Interview with Teal Swan, the Spiritual Catalyst and new to the London Wellbeing Festival this year. Read how Teal went from trauma to transformation!
Tell me about your childhood and the intuitive abilities you had?
I was a really lonely child, who didn’t fit into the family I was born into. May parents were wilderness forest rangers and so I grew up in a tiny guard station cabin with no indoor plumbing and no electricity. My parents were environmental scientist types and as such, they didn’t understand my ‘spiritual’ nature or the intuitive abilities that I had. I was diagnosed with sensory integration disorder (both sensory over sensitivity and sensory modulation disorder). And it was not until I was 24 that I began talking to people to try to actually decipher what I perceive that is different from how/what other people perceive. Here is (to my current standing) what I perceive that is unlike how others perceive.
At the age of 6 you were taken away by a family acquaintance and inducted into a cult and were tortured over a 13 year period, this much of been a very horrible experience for a child and teenager to have to go through.
It was so horrible that most people will never be able to relate to it. True torture brings you to a place where you don’t fear being killed, you wish to be killed because it would be merciful. It would be better to be killed than to continue on being tortured like I was.
When I was in grade school, I had been targeted by a family acquaintance who, unbeknownst to my parents, was a psychopath. Outwardly he presented himself as a respected community leader and health professional, but he had a much darker side. Only a few people knew he participated in cult rituals. He became my childhood mentor and gained unfettered access to me. My parents trusted him and were unaware that my relationship with him was built on torture. They saw most of the red flags but misinterpreted them. My abuser threatened to kill my family if I ever told anyone what he did, and I knew he was fully capable of murder. The ritual abuse lasted for 13 years.
I spent a lot of time sitting in that hole in the ground. Nicknamed “the mind space,” it was just large enough for a person to sit in. Covering the hole was a nailed-together lattice of weathered wood. In the summers, the bottom of the hole was lined with stinging nettle. This was his idea of a way to “train my mind.” Before I was put into the space, I was usually stripped naked and my wrists and ankles were tied together. I had no idea how long he was going to leave me there. I had no idea whether he would decide to keep me indefinitely, kill me, or return me to my parents later that night.
What was it that kept you going in your darkest moments during this time?

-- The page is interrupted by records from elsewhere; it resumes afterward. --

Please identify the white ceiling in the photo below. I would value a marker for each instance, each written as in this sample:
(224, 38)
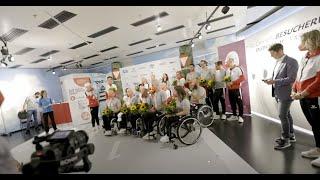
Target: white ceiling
(91, 19)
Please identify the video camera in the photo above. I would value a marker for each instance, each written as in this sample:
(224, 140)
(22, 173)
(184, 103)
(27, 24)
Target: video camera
(64, 151)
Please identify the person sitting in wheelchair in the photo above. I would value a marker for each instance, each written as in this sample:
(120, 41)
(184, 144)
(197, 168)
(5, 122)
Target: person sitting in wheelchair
(114, 104)
(129, 100)
(183, 109)
(158, 98)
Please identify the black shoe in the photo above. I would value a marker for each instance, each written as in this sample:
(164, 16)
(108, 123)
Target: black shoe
(292, 139)
(282, 144)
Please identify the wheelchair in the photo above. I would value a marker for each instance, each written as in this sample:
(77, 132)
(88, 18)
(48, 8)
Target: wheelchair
(187, 130)
(204, 113)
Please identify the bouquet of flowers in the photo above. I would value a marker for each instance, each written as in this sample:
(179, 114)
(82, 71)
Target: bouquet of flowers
(203, 82)
(134, 109)
(107, 112)
(227, 79)
(174, 83)
(171, 106)
(211, 83)
(124, 109)
(137, 88)
(144, 107)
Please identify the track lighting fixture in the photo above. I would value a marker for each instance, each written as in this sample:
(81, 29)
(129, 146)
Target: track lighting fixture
(159, 28)
(208, 27)
(4, 64)
(10, 58)
(225, 9)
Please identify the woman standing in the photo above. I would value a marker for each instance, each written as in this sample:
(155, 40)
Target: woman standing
(306, 88)
(46, 104)
(93, 104)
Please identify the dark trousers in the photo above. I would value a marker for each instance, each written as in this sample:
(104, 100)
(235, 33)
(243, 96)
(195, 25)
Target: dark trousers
(94, 115)
(148, 119)
(209, 99)
(286, 118)
(235, 99)
(46, 123)
(107, 121)
(218, 95)
(311, 110)
(168, 124)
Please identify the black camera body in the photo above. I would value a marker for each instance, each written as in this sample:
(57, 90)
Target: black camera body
(64, 151)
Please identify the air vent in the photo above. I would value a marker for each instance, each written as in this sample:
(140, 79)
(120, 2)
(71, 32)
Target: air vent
(15, 66)
(49, 53)
(216, 19)
(216, 30)
(66, 62)
(135, 53)
(91, 56)
(108, 49)
(13, 34)
(39, 60)
(61, 17)
(184, 40)
(102, 32)
(142, 41)
(64, 16)
(111, 58)
(169, 30)
(96, 63)
(24, 50)
(149, 19)
(151, 47)
(80, 45)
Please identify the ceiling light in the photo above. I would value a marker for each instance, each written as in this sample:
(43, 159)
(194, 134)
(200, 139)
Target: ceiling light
(225, 9)
(208, 27)
(3, 64)
(11, 58)
(159, 28)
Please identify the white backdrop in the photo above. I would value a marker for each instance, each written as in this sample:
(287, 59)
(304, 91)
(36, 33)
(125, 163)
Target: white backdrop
(131, 76)
(260, 64)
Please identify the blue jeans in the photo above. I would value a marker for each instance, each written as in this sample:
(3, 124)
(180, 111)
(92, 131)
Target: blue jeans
(285, 118)
(35, 118)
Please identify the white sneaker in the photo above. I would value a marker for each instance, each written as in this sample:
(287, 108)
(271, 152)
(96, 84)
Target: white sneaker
(232, 118)
(316, 162)
(312, 153)
(108, 133)
(164, 139)
(240, 120)
(146, 137)
(215, 116)
(122, 131)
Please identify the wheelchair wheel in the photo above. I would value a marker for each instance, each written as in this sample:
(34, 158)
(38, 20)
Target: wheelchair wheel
(161, 126)
(205, 115)
(189, 131)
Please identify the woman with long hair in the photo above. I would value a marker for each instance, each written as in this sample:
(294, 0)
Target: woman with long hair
(45, 103)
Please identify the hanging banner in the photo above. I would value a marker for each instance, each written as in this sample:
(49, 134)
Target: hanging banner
(131, 76)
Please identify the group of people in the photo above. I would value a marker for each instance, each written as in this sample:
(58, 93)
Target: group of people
(42, 104)
(292, 81)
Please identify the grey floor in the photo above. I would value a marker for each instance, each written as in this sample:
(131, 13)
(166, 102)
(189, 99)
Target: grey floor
(128, 154)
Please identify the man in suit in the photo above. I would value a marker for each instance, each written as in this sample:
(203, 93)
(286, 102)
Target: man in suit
(283, 76)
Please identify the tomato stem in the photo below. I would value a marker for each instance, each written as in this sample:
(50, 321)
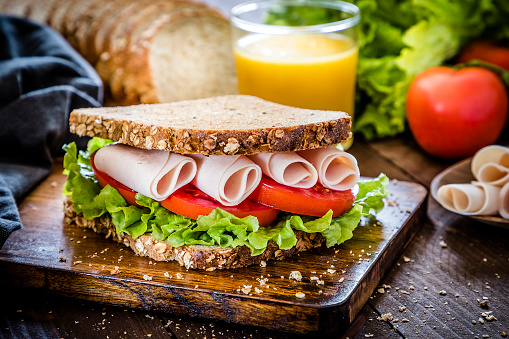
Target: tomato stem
(502, 73)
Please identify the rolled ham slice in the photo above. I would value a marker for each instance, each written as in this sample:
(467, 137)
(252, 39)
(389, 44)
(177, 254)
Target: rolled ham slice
(503, 203)
(229, 179)
(491, 165)
(475, 198)
(287, 168)
(153, 173)
(336, 169)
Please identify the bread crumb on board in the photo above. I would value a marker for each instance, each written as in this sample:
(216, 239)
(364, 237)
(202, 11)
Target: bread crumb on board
(296, 275)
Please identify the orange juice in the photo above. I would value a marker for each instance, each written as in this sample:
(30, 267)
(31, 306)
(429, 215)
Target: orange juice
(314, 71)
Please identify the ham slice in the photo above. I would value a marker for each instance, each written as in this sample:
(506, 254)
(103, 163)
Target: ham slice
(336, 169)
(503, 207)
(475, 198)
(229, 179)
(287, 168)
(491, 165)
(153, 173)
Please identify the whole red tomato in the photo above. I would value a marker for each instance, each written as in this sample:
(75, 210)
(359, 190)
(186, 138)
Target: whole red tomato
(455, 112)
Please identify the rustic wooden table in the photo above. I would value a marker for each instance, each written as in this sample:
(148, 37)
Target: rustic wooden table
(451, 281)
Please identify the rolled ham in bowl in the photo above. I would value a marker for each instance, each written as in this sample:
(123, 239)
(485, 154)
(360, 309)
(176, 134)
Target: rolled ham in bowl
(491, 165)
(153, 173)
(470, 199)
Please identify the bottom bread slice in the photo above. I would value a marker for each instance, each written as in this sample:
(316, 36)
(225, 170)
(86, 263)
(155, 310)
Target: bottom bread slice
(202, 257)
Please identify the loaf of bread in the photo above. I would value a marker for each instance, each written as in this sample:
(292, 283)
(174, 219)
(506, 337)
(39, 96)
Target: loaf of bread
(145, 51)
(231, 124)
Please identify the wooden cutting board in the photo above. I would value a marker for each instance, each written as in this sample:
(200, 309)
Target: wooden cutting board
(335, 283)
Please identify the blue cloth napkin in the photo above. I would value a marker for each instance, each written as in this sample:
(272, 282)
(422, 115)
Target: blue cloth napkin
(42, 79)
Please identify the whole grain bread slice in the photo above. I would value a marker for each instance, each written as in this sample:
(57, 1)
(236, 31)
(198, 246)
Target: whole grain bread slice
(207, 258)
(233, 124)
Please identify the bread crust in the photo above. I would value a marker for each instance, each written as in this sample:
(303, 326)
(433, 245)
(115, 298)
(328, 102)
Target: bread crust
(208, 258)
(231, 125)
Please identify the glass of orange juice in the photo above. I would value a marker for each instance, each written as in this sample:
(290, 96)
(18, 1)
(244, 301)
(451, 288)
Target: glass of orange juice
(299, 64)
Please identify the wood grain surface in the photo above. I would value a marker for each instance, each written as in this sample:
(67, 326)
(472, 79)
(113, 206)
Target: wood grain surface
(336, 282)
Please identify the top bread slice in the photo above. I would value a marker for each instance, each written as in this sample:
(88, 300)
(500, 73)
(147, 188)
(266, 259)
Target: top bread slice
(232, 124)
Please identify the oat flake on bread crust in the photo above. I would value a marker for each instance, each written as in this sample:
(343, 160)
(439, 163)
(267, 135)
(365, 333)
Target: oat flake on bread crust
(234, 124)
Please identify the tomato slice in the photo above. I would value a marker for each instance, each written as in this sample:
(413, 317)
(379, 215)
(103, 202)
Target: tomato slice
(190, 202)
(315, 201)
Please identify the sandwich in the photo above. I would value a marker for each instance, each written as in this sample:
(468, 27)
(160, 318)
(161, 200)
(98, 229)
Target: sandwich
(217, 183)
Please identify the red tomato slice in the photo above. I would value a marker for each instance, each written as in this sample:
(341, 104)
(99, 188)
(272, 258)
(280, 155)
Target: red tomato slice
(190, 202)
(104, 179)
(315, 201)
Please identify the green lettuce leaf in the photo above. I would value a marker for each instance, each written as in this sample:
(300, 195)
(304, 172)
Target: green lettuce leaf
(219, 228)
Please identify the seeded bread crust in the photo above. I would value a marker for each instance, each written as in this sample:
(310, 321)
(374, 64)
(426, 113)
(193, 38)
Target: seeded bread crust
(208, 258)
(234, 124)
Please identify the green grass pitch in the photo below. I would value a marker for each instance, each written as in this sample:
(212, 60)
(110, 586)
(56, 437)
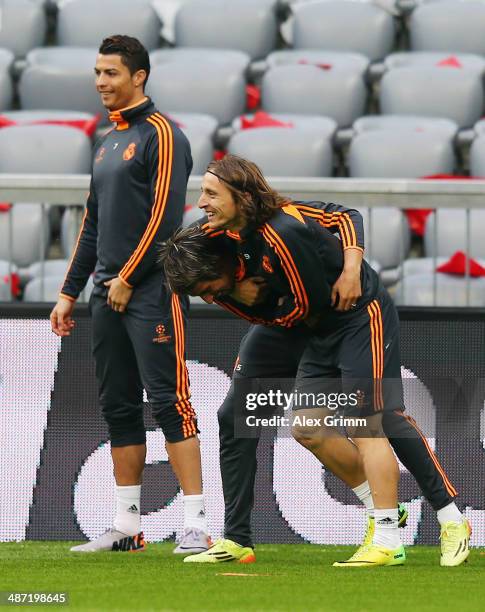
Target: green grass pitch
(285, 577)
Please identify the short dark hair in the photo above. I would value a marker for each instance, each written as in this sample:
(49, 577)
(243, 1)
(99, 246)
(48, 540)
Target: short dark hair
(190, 257)
(133, 54)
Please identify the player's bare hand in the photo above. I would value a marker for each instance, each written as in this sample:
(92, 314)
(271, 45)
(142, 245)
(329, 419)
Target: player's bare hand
(346, 291)
(119, 294)
(60, 317)
(250, 291)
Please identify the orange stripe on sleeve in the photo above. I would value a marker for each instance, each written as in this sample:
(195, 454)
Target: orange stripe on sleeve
(353, 235)
(74, 252)
(296, 284)
(165, 158)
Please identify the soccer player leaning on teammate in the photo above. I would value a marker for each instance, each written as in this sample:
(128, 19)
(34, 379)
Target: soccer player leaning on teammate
(320, 312)
(137, 197)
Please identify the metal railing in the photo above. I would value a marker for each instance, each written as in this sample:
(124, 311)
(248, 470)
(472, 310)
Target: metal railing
(71, 190)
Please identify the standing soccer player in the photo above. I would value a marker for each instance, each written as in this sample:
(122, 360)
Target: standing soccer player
(326, 319)
(137, 198)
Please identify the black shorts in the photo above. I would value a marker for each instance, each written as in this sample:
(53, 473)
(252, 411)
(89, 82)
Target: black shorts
(361, 356)
(360, 360)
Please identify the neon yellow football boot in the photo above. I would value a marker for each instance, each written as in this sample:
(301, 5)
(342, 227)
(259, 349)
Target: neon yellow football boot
(222, 552)
(374, 556)
(455, 543)
(371, 527)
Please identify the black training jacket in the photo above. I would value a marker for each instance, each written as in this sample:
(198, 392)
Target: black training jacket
(137, 198)
(300, 258)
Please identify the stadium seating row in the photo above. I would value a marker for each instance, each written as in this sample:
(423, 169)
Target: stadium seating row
(390, 146)
(250, 25)
(214, 83)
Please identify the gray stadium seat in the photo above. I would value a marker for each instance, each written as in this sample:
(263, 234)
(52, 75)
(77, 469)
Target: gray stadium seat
(44, 149)
(193, 87)
(437, 92)
(247, 25)
(29, 231)
(60, 79)
(285, 151)
(479, 127)
(308, 90)
(6, 86)
(237, 59)
(405, 122)
(400, 154)
(417, 290)
(37, 149)
(84, 23)
(70, 225)
(329, 60)
(388, 240)
(344, 26)
(200, 130)
(49, 267)
(47, 289)
(50, 117)
(435, 59)
(448, 26)
(451, 233)
(477, 152)
(23, 26)
(310, 123)
(5, 293)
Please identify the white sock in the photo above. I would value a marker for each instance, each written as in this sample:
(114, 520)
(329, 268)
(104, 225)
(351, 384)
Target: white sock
(449, 513)
(387, 532)
(127, 518)
(365, 496)
(194, 512)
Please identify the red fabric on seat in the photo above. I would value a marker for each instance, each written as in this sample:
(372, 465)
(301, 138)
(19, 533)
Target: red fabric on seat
(262, 119)
(253, 97)
(457, 265)
(417, 216)
(87, 126)
(450, 62)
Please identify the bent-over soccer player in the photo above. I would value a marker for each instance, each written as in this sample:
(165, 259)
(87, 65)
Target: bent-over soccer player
(320, 312)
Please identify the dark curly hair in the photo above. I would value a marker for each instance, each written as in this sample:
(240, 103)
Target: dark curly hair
(256, 200)
(189, 257)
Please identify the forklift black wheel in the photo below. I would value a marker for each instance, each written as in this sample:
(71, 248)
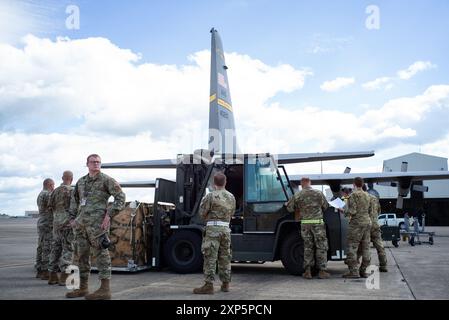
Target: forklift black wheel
(183, 252)
(292, 254)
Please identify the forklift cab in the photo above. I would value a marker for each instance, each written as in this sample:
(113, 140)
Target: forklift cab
(260, 191)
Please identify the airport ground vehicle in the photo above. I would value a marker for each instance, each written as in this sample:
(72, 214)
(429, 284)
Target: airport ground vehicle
(261, 229)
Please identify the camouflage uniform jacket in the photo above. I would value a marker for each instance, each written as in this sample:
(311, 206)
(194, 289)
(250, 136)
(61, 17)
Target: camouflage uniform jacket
(359, 206)
(60, 205)
(91, 195)
(310, 202)
(219, 205)
(45, 215)
(374, 211)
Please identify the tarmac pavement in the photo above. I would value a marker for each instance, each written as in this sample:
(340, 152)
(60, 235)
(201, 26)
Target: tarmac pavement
(419, 272)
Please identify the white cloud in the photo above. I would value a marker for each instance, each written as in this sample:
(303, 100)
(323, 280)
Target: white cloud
(62, 100)
(413, 69)
(337, 84)
(324, 44)
(379, 83)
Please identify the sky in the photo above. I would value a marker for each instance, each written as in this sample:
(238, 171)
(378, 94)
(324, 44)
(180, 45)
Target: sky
(130, 82)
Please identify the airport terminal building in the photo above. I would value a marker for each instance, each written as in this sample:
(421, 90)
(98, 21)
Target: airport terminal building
(434, 203)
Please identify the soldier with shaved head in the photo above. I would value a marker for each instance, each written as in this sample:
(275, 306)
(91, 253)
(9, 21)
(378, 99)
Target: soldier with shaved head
(62, 245)
(44, 228)
(216, 209)
(311, 203)
(90, 217)
(359, 206)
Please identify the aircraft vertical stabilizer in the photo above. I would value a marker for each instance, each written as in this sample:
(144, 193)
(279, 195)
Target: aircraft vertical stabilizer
(222, 135)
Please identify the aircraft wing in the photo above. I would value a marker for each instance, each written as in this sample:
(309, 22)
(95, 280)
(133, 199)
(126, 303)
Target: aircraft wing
(348, 178)
(146, 164)
(310, 157)
(138, 184)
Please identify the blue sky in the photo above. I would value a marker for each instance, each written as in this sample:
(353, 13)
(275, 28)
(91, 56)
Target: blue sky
(132, 83)
(281, 32)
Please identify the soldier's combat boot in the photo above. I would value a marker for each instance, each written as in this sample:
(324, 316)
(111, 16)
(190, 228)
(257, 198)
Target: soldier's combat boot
(45, 275)
(363, 273)
(307, 274)
(63, 278)
(81, 292)
(208, 288)
(323, 274)
(225, 287)
(352, 274)
(53, 279)
(103, 293)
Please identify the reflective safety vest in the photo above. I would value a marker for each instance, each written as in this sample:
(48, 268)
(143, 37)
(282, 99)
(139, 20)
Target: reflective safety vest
(312, 221)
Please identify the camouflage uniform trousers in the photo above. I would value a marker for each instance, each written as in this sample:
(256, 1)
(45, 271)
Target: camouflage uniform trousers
(376, 239)
(87, 233)
(61, 250)
(315, 244)
(43, 247)
(358, 235)
(216, 246)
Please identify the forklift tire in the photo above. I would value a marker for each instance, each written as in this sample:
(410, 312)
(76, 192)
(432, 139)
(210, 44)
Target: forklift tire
(183, 252)
(395, 243)
(292, 254)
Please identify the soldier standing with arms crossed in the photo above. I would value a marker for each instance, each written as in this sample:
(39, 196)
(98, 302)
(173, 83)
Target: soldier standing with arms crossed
(359, 230)
(311, 204)
(216, 209)
(44, 229)
(89, 206)
(62, 248)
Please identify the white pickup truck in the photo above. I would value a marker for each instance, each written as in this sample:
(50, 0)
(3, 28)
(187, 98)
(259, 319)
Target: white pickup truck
(390, 219)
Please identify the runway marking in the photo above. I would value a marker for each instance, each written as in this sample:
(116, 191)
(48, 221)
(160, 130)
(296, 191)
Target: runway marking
(16, 265)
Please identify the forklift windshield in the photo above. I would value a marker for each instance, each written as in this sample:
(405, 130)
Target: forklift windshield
(262, 180)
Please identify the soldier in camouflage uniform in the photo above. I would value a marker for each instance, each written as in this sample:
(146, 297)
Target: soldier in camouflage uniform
(216, 209)
(375, 234)
(62, 246)
(44, 229)
(311, 203)
(90, 219)
(358, 210)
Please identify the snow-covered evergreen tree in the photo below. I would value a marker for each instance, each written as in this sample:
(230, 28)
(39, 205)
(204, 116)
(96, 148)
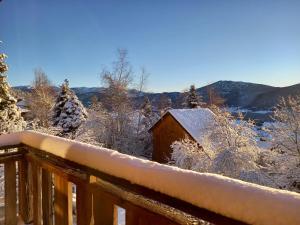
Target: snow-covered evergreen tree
(148, 119)
(193, 100)
(69, 113)
(10, 115)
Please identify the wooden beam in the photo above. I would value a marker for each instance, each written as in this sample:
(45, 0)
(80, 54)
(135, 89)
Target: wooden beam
(47, 197)
(83, 204)
(103, 210)
(25, 203)
(10, 193)
(36, 191)
(62, 201)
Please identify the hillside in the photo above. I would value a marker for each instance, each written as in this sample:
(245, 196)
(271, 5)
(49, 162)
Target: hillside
(236, 94)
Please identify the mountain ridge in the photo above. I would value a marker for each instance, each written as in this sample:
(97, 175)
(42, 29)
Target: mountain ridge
(235, 93)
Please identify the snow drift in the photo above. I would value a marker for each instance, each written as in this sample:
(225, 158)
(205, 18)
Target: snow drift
(239, 200)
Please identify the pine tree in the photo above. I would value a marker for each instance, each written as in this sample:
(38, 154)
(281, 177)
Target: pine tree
(149, 116)
(69, 113)
(193, 100)
(10, 116)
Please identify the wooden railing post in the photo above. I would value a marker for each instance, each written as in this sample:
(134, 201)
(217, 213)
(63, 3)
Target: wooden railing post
(10, 193)
(36, 190)
(47, 197)
(84, 204)
(62, 201)
(104, 210)
(25, 203)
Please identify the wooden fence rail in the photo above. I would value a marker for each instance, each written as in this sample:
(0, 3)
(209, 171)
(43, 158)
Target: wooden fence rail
(54, 181)
(45, 195)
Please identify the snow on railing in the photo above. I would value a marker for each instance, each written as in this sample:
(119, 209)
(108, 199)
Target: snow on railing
(242, 201)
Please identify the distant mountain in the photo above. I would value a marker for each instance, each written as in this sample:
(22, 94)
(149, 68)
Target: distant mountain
(236, 94)
(269, 99)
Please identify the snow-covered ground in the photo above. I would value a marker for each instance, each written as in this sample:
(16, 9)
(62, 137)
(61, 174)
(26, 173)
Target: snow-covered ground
(251, 203)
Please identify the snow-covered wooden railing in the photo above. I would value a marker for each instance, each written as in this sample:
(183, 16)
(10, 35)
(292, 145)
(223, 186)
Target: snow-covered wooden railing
(150, 193)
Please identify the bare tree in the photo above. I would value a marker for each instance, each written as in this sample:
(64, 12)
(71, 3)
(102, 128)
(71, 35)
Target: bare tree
(41, 98)
(117, 101)
(286, 130)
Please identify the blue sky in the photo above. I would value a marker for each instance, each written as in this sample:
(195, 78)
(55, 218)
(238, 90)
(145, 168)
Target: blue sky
(179, 42)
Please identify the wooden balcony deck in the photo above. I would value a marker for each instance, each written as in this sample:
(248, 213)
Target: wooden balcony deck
(39, 182)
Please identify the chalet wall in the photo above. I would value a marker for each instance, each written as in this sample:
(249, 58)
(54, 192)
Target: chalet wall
(165, 133)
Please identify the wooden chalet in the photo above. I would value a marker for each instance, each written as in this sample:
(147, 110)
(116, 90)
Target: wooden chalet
(176, 124)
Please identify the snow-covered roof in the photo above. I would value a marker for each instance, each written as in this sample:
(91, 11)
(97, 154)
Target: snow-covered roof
(194, 121)
(250, 203)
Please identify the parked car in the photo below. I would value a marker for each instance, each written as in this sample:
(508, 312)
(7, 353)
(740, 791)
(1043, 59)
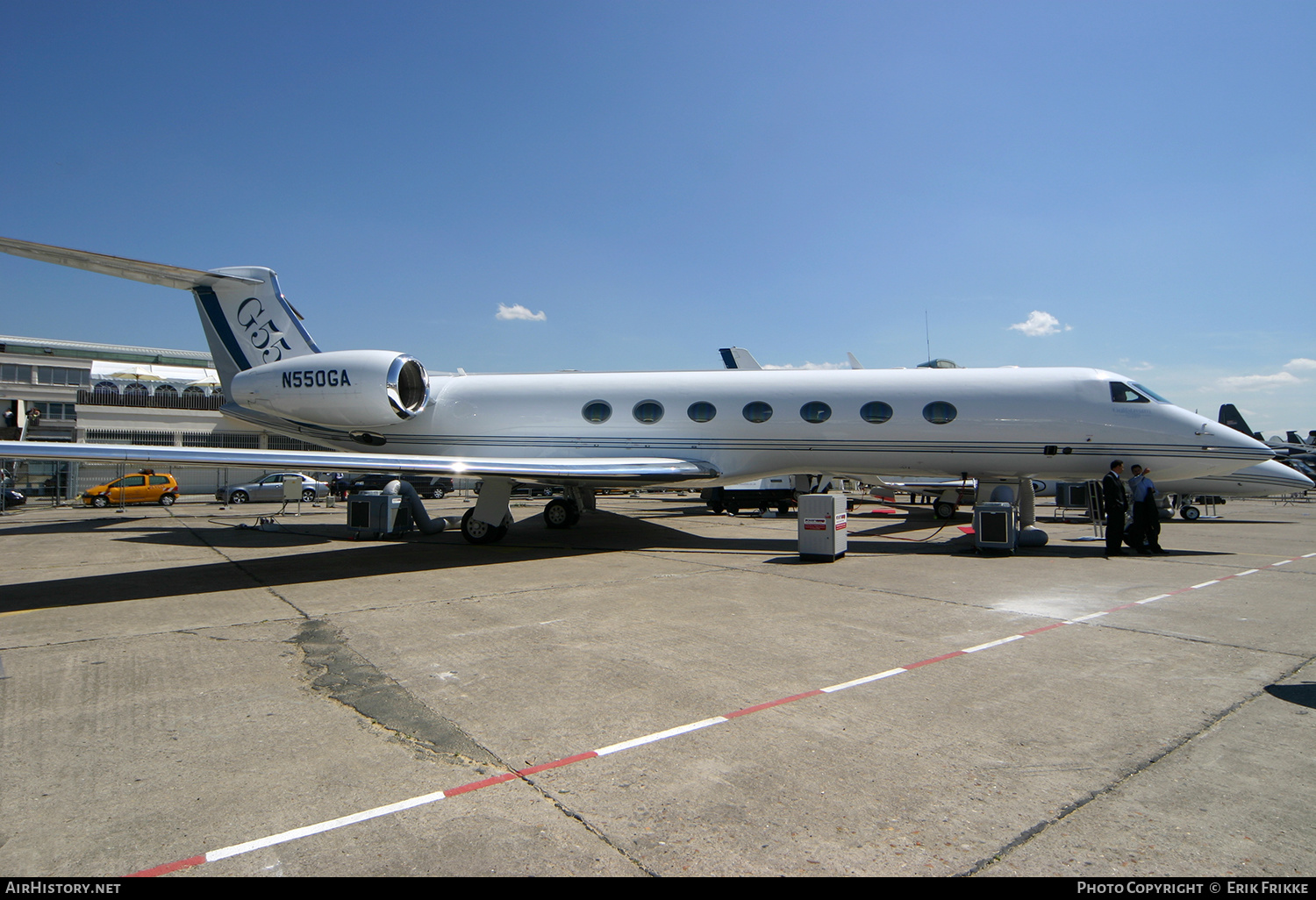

I’d love to say that something “kept me going”. But it isn’t entirely accurate because I tried to commit suicide a few times in my teens. But when you can go out of body when you are being tortured, you have a kind of freedom. You experience the aspect of the universe that transcends physical form. It was this ability to leave my body that kept me alive if anything.
Did you ever during this time get to see the rest of the world outside of this environment and how in the end did you escape?
I was in a very unusual situation where I was not “kidnapped” completely because I still went to school and lived with my parents while all of this was going on. The man who pulled me into the cult set himself up as a mentor in my parent’s eyes and they sent me off with him, not getting what was really going on when I was with him. I progressively got more and more distant from my family. It was all going on right under their noses.
When I was 19, after a particularly extreme night of being tortured, I got in my car and drove away to the home of a man I had only met twice. A man I still live with today. I drove while drugged on ketamine that my abuser had injected me with. The first chapter of my book (shadows before dawn) goes into the details about how this whole thing occurred under my parent’s noses.